Featured Interview With Harold Titus
Tell us a little about yourself. Where were you raised? Where do you live now?
A graduate of UCLA, I am a retired English and American history teacher. I taught mostly eighth grade students in Orinda, CA for 31 years. I coached many of the school’s sports teams. For several years I taught a drama class that performed comedies I wrote that spoofed TV shows (“Little House on the Prairie,” “Batman”), novels (‘Shane,” “The Outsiders”) and middle school students and teachers in a fictitious school much like where I taught. I was born in New York State, lived two years in Tennessee, but was raised mostly in Pasadena, CA. I have lived in Florence, OR since 1996.
At what age did you realize your fascination with books? When did you start writing?
I believe the first novel I read was “Shasta of the Wolves,” about an Indian baby raised and protected by wolves, when I was in the fifth grade. Thereafter, into high school I read a lot of animal novels — Albert Payson Terhune’s dog stories and Jack London’s “Call of the Wild” and “White Fang.” I read Thomas Costain’s “The Black Rose” and “The Silver Chalice” in high school. A history major in college, fascinated by the Civil War, I read MacKinlay Kantor’s “Andersonville” and Michael Shaara’s “The Killer Angels,” both great books. Soon after graduating, I enjoyed reading “Raintree County” by Ron Lockridge, Jr. I wrote several short stories during my early teaching years that did not merit publication, but I enjoyed the challenge and experience. I wrote several bad chapters of a historical novel about Grant’s campaign at Vicksburg while I was in the army, between graduation from college and teaching in Orinda. I began my Revolutionary War novel “Crossing the River” several years after I retired from teaching in 1991. It was published in 2011.
Who are your favorite authors to read? What is your favorite genre to read. Who Inspires you in your writings?

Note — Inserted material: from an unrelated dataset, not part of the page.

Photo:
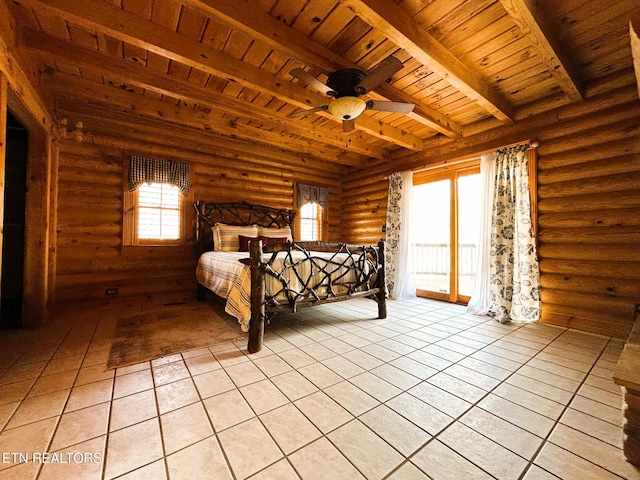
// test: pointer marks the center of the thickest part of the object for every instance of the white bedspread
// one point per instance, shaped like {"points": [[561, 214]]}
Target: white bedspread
{"points": [[224, 275]]}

I especially like Winston Graham (read all of his Poldark novels) and A. B. Guthrie, Jr. (read all of his novels of the West). These two authors’ style of writing has influenced me. Betty Smith and Jessamyn West are favorite female authors. I like James Alexander Thom’s novels about native Americans. Then there is John Steinbeck. Historical fiction obviously is my favorite genre.
Tell us a little about your latest book?
“Crossing the River” is about the beginning of the Revolutionary War: the Battles of Lexington and Concord and the retreat of the British army to Charlestown April 19, 1775. It narrates the internal conflicts, hubris, stupidity, viciousness, valor, empathy, and sacrifice of many of the historical day’s participants. It investigates simultaneously the cause and consequence aspects of high-risk decision-taking.

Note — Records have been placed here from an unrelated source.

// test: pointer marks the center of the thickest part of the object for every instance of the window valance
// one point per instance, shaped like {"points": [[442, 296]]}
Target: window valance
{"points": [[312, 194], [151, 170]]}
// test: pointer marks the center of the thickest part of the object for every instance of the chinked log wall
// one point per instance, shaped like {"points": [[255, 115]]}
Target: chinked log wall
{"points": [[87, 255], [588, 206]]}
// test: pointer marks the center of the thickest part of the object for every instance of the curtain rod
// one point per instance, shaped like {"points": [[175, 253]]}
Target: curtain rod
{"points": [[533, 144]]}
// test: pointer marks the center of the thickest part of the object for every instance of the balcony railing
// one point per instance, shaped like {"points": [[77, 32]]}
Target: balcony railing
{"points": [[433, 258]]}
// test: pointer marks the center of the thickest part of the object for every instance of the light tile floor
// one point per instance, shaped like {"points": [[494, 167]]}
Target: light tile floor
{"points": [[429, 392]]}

Three characters among many stand out.
Corporal John Howe is the personal servant of an infantry captain chosen to lead a two-officer spy mission to locate the stockpiled stores. Howe demonstrates useful attributes. Commanding General Thomas Gage pairs him with Colonel Francis Smith to conduct another covert reconnaissance. Howe completes the mission alone.
General Gage orders Howe to alert prominent Tories north of Boston of the intended Concord raid and then to ride to Concord to report what he has seen on the roads.
Howe is conflicted by his regard for Gage, his desire to achieve officer rank, his disdain for Tories and brutish army life, and his growing respect for independent-minded provincials.
Acton schoolmaster James Hayworth musters in the yard of his life-long friend and neighbor, Minuteman Captain Isaac Davis. Davis is the first man killed at Concord’s North Bridge. Enraged, Hayworth parallels the British army’s retreat, endeavoring to kill at every opportunity. Physically and emotionally spent, he rests beside a two-story, red-roofed house a mile west of Lexington.
The enormity of what he has committed overwhelms him. He longs for a return of normalcy. He wants to marry the remarkable young woman he covets. A looter leaves the house and disappears down the road. Leaving his place of safety to draw well water, James is challenged by a second looter.
Conniving Simon Winsett volunteers to be the third Lexington scout to ride down the moon-lit Menotomy road to locate General Gage’s advancing force. Rejected by his family and distrusted by most of the townspeople, Simon needs to demonstrate his core goodness. He is captured by the army’s advance scouts but later escapes.
Many other characters contribute to the tapestry of the day’s events. The novel took me, off and on, 17 years to write.